- Education: Brown University Vanderbilt University School of Medicine
- Scientific career
- Workplaces: Vanderbilt University Johns Hopkins University

= Tina Hartert =

American physician

Tina Vivienne Hartert is an American physician and the Lulu H. Owen Endowed Chair in Medicine at Vanderbilt University. She serves as Assistant Vice Chancellor for Translational Science and Director of the Center for Asthma Research. Her research considers asthma and allergic disease. During the COVID-19 pandemic Hartert studied the transmission of coronavirus disease amongst children.

== Early life ==
Hartert earned her bachelor's degree at Brown University, where she studied English literature and specialised on Pride and Prejudice. Whilst at Brown University she rowed in the women's crew. She moved to Vanderbilt University for her graduate studies, where she worked toward a Master's in Public Health and medical degree. Harteret completed her medical residency at Johns Hopkins University, before returning to Vanderbilt to specialise in pulmonary training and critical care.

== Research and career ==
Asthma is one of the most prevalent non-communicable diseases. Hartert believes that the long-term solutions to the asthma epidemic will be primary (prevent onset before the disease begins) and secondary (reach early diagnosis and prompt treatment) disease prevention. The development of asthma in children is likely due to environmental factors interacting with a susceptible host over the course of a short period between pre- and postnatal development. Hartert studies the predictive factors of asthma development and the causal role of respiratory viral infections. During infancy, the viral pathogens that are the strongest risk factors for asthma are human orthopneumovirus and human rhinovirus. She has shown that people with asthma have an increased risk of invasive infection beyond the respiratory tract. She showed that babies born in Autumn in the Northern Hemisphere had a 30% increased likelihood of suffering from asthma to those born at other times of the year. In 2009 Hartert was elected to the American Society for Clinical Investigation.

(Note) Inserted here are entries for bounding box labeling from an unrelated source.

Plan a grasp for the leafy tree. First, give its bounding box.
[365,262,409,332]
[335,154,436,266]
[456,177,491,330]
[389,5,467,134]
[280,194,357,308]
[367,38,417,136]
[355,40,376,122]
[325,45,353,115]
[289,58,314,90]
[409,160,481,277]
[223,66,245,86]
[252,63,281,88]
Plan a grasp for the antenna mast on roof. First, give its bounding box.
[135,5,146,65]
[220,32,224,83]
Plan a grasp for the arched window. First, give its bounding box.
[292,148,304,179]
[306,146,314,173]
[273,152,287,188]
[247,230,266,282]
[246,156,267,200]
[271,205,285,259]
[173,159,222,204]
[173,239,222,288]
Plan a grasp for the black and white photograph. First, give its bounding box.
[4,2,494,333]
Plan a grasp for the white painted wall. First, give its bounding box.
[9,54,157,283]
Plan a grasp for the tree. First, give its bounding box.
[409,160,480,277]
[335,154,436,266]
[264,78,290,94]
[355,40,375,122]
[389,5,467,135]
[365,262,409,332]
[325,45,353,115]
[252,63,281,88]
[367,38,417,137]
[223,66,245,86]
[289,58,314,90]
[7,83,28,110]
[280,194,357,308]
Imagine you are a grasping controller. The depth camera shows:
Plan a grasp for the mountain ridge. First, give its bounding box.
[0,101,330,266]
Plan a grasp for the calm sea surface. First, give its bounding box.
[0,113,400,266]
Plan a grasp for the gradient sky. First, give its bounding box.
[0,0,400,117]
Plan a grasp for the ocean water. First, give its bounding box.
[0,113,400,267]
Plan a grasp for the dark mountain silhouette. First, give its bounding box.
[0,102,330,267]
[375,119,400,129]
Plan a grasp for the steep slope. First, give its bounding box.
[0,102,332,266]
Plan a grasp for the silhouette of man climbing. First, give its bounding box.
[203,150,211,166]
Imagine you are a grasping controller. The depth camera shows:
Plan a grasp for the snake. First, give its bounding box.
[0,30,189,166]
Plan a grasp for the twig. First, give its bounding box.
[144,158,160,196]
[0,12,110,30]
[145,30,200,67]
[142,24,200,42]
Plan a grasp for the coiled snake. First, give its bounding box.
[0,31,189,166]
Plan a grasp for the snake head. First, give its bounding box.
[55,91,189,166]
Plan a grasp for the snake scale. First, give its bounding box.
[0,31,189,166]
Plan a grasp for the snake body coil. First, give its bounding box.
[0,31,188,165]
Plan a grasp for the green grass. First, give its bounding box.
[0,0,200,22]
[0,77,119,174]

Hartert is Director of the Center for Asthma and Environmental Science Research. She was awarded the Vanderbilt University Medical Center Excellence in Mentoring Translational Scientists Award in 2015.

Hartert is leading a National Institutes of Health research programme into the transmission of coronavirus disease amongst young people. The Human Epidemiology and Response to SARS (HEROS) study started in July 2020. Over six months, HEROs collected data from families every two weeks, looking to capture and track patterns of transmission. It evaluates the differences in outcome between children with and without asthma.

== Select publications ==

- Talbot, Thomas R. (2005). "Asthma as a Risk Factor for Invasive Pneumococcal Disease"
- Hartert, Tina V (2003). "Maternal morbidity and perinatal outcomes among pregnant women with respiratory hospitalizations during influenza season"
- Hartert, Tina V. (1996). "Inadequate outpatient medical therapy for patients with asthma admitted to two urban hospitals"

== Personal life ==
Hartert is married with three children.